Eğitim sistemimizde öğrenciler genelden farklı, aykırı ya da sorun çıkartıcı davrandığında öğretmenler ya da kurum yöneticileri tarafından rehberlik servisine gönderilir. Psikolojik danışman tarafından burada bir ya da iki görüşme ile bunun halledilmesi beklenir. Problem çözülemediğinde ise öğrenci tekrar buraya getirilir. Bu döngüye bakacak olursak rehberlik servisi, öğrenciler için farklı davrandıklarında zorla gönderildikleri bir yer olarak tanımlanıyor. Hatta çok aykırı davrandıklarında buranın ceza olarak gönderildikleri yer düşüncesi onlara empoze ettiriliyor. Bu sebeple dönem başında öğrenci, öğretmen ve veliler için rehberlik servisinin görev ve sorumlulukları anlatılacak seminerler düzenlenebilir. Bu sayede öğrenciler rehberlik servisini tanıma imkanı sağlayabilir ve burada ne yapabileceklerini ne için gelebileceklerini öğrenebilir. Rehberlik servisi ceza yeri, psikolojik danışman ise ceza verici konumundan bu şekilde kurtulabilir.
Ayrıca rehberlik servisinin sadece sorun olduğu zamanlarda etkinlik, seminer düzenleyen bir yer olmadığı da bilinmelidir. Psikolojik danışmanların da desteği ile rehberlik servisleri “problem çözüm merkezinden” çok “problemin ortaya çıkmasını önleme” üzerine odaklanırsa öğrenciler için de bu kadar korkutucu bir yer olarak benimsenmez. Koruyucu ve önleyici programlar her zaman sorun oluştuktan sonra yapılan danışma ve programlardan daha etkili olmaktadır. Bu nedenle özellikle eğitim kurumları sorun olmayan yere dokunma, eğer karşına bir problem çıkarsa o zaman ilgilenirsin gibi bir algı yerine sorun oluşmadan önce önlemek şeklinde bir algı benimsenmelidir.

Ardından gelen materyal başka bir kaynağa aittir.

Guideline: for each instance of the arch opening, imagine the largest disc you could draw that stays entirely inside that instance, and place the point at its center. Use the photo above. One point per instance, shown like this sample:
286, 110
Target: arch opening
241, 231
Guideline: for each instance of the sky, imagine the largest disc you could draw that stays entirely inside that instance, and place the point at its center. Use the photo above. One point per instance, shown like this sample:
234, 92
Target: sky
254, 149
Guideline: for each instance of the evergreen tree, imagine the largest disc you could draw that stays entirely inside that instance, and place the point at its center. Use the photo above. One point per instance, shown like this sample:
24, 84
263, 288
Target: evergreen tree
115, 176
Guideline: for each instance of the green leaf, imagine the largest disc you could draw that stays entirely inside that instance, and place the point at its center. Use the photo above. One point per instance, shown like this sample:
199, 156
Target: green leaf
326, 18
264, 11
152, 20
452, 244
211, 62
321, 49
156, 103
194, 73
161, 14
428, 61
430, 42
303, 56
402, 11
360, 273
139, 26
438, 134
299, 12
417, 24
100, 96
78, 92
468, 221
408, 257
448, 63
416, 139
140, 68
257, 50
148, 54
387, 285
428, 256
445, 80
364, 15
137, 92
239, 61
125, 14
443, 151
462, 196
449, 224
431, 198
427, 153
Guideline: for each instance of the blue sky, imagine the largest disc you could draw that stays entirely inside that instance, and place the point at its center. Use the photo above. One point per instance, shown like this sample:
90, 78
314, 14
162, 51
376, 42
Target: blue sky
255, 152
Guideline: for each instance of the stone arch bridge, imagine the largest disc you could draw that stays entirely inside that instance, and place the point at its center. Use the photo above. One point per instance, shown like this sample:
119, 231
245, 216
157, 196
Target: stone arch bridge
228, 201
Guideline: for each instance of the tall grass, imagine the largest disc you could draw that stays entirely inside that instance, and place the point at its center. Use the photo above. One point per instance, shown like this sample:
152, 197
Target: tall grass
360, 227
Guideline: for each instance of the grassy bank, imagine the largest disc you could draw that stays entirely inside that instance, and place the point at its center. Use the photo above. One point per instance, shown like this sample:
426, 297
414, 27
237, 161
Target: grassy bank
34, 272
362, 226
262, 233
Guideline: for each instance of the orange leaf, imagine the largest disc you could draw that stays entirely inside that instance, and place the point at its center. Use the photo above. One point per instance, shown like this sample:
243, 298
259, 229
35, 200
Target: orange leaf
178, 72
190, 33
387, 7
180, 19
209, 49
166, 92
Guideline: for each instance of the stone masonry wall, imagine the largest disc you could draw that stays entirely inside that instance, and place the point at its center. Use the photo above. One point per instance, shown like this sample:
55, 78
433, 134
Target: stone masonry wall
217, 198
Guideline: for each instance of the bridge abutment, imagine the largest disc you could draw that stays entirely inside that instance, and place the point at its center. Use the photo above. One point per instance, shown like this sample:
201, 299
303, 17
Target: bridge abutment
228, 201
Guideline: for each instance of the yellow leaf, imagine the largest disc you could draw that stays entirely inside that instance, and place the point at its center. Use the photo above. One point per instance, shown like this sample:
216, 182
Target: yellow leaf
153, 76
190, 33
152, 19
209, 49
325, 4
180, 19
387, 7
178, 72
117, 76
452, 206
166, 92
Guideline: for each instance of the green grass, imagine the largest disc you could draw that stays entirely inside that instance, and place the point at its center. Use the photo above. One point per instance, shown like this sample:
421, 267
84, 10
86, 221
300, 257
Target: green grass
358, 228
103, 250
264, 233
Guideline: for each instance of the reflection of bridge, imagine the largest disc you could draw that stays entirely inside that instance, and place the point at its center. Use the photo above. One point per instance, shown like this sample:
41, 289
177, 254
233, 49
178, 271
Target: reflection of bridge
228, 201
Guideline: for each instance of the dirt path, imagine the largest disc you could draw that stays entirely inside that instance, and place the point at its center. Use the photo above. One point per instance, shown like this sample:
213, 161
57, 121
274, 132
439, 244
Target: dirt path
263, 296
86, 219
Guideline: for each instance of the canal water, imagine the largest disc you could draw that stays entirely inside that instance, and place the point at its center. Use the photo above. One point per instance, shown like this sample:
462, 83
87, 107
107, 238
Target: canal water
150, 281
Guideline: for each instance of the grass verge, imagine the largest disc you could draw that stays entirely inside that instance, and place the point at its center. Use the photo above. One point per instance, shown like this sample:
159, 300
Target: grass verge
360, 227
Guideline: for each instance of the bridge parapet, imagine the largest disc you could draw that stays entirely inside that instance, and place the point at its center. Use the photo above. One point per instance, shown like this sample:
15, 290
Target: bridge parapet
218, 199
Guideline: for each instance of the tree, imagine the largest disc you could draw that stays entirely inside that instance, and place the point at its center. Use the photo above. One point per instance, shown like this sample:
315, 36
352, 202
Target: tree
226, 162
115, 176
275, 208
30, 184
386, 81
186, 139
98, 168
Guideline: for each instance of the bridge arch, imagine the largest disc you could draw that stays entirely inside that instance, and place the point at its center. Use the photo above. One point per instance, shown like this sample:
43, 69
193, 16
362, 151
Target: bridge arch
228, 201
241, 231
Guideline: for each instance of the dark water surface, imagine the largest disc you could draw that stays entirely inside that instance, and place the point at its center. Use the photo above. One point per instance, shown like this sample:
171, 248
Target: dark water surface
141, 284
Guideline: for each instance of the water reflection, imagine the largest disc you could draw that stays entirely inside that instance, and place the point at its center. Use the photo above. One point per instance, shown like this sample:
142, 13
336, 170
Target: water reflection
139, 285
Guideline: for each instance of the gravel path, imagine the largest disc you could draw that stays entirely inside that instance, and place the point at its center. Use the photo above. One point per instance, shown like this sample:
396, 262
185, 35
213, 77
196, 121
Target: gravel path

Öğrenciler tarafından bir diğer yanlış algı ise, rehberlik servisine gelerek paylaştıkları her konunun ailesi ile paylaşılacağını düşünmeleri olmakta. Gizliliğin korunmayacağını düşünen öğrenciler haklı olarak bir sorun yaşadıklarında paylaşmak için rehber öğretmenleri tercih etmiyorlar. Peki gizlilik öğrencilere nasıl anlatılmalı?
Öğrenciye gizliliği ifade eden durumlar ifade edilir. Çocuk ona zarar veren, onun için tehlikeli bir durumda ailesine haber verileceğini bilmeli. Ama bu demek değil ki öğrenci ile rehber öğretmen arasında körü körüne bir gizlilik olacak. Okul ya da toplum düzenini, öğrencinin yaşamını tehlikeye atacak bir durumda ilgili birimler ile paylaşmanın zorunluluk olduğu bildirilmelidir.
Nitekim rehber öğretmenlerin çoğu zaman bu söyleneni yapacak kadar vakitleri olmayabiliyor. Öğrenciler ile bire bir ilgilenmek, her öğrencinin sorunu ya da sıkıntısı ile ayrı ayrı konuşmak ve düzenli aralıklarla görüşme yapmak dönem içerisinde zaman açısından çok mümkün olmamakla beraber en iyi çözüm önerisi daha çok grup etkinlikleri düzenlemek olabilir. Benzer sorunları içeren gruplar ya da benzer sıkıntıları olan yaş dönemleri gibi öğrenciler gruplanarak etkinliklere dahil edilebilir.
Yeter ki rehberlik servisinin korkulacak bir yer olmadığını ve buraya gelmenin kendilerini kazanmada bir adım olacağını hissettirebilelim. Ve çok gülelim. Unutmayalım ki hayattan beklentisi olan, istekli ve güler yüzlü nesiller ancak bilgili, deneyimli, istekli ve güler yüzlü öğretmenler tarafından yetiştirilebilir.